Thomas Morris sobre:

1/3 1/3 1/3 por Richard Brautigan

En mi opinión, “1/3, 1/3, 1/3” es el cuento norteamericano más perfecto. El breve párrafo inicial te cuenta inmediatamente cuál será “el asunto” que será desarrollado, pero el propio relato –así como el ardiente resplandor que deja atrás de sí– rechaza cualquier sinopsis. Estamos hablando aquí de un verdadero Big Bang – un universo que estalla a partir de lo que fue una experiencia pequeña y comprimida.
En los primeros cinco párrafos hay algo de lo que luego se convertiría en un procedimiento distintivo del “realismo sucio”: encontramos al narrador viviendo en una “casucha revestida de cartón”; la madre soltera que recibe asistencia y vive en una ‘casa destartalada’; y el “novelista” que vive en una caravana apostada junto al estanque de un aserradero – y todo esto narrado con una prosa por demás escueta. En tanto lectores, ingresamos al relato en un momento de lisa y llana arrogancia: esta rara banda de personajes ha pergeñado conjuntamente un plan con el cual piensan ganar algo de dinero. A medida que el relato progresa, sin embargo, el humor poético y triste de Brautigan asoma levemente a la superficie, y el cuento suscita así una extraña sensación de autenticidad que no es habitual en la mayoría de los relatos.
Yo, por mi parte, no puedo dejar de pensar que todo esto ha ocurrido de verdad. Que Brautigan es el “yo” que ha vivido en la casucha cubierta de cartones, y que él está narrando una historia verídica de hechos reales, sobre personas que realmente han existido. Es difícil señalar de qué modo lo hace, pero pienso que tiene que ver con la sensación imperante, incisiva, de que ésta es una historia de la cual el propio autor aún está tratando de producir un sentido.
La mirada tragicómica de Brautigan –su sentido del absurdo, y su predisposición a que las cosas permanezcan irresueltas y confusas– es lo que sustenta la enorme potencia de su escritura.
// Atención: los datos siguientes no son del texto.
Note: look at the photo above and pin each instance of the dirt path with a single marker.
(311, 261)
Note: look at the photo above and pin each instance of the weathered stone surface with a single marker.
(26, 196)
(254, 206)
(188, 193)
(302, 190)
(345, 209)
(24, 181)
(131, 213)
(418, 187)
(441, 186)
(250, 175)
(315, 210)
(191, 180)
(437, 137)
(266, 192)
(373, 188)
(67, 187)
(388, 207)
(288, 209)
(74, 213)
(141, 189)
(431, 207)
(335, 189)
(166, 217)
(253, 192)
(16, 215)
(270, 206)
Cuando Brautigan te invita a ingresar a su “caravana de escritor”, te está solicitando que mires en determinada dirección y te distrae con su leve risa, mientras que él está hurgando dentro del armario y preparando algo silencioso y contundente con lo cual habrá de partirte la cabeza.
Y a través de esta elegante aproximación al pathos (aunque en el caso de Brautigan uno siente que no es una ‘aproximación’, sino más bien su modo natural) él reviste de dignidad a sus personajes. En manos de otro escritor, la historia pudo haberse convertido en un condescendiente ejercicio de superioridad autorial, pero el majestuoso desenlace de este relato –su carácter inclusivo– es tan generoso y tan desesperado que el lector termina sintiendo una simpatía genuina hacia todos los involucrados.
Pensar que Brautigan consigue todo esto en un relato que tiene apenas 1700 palabras…; bien, no sé lo que decir, pero diré lo siguiente: he leído y releído este relato durante casi una década, y aún sigo sintiendo escalofríos cada vez que leo esas atronadoras líneas finales.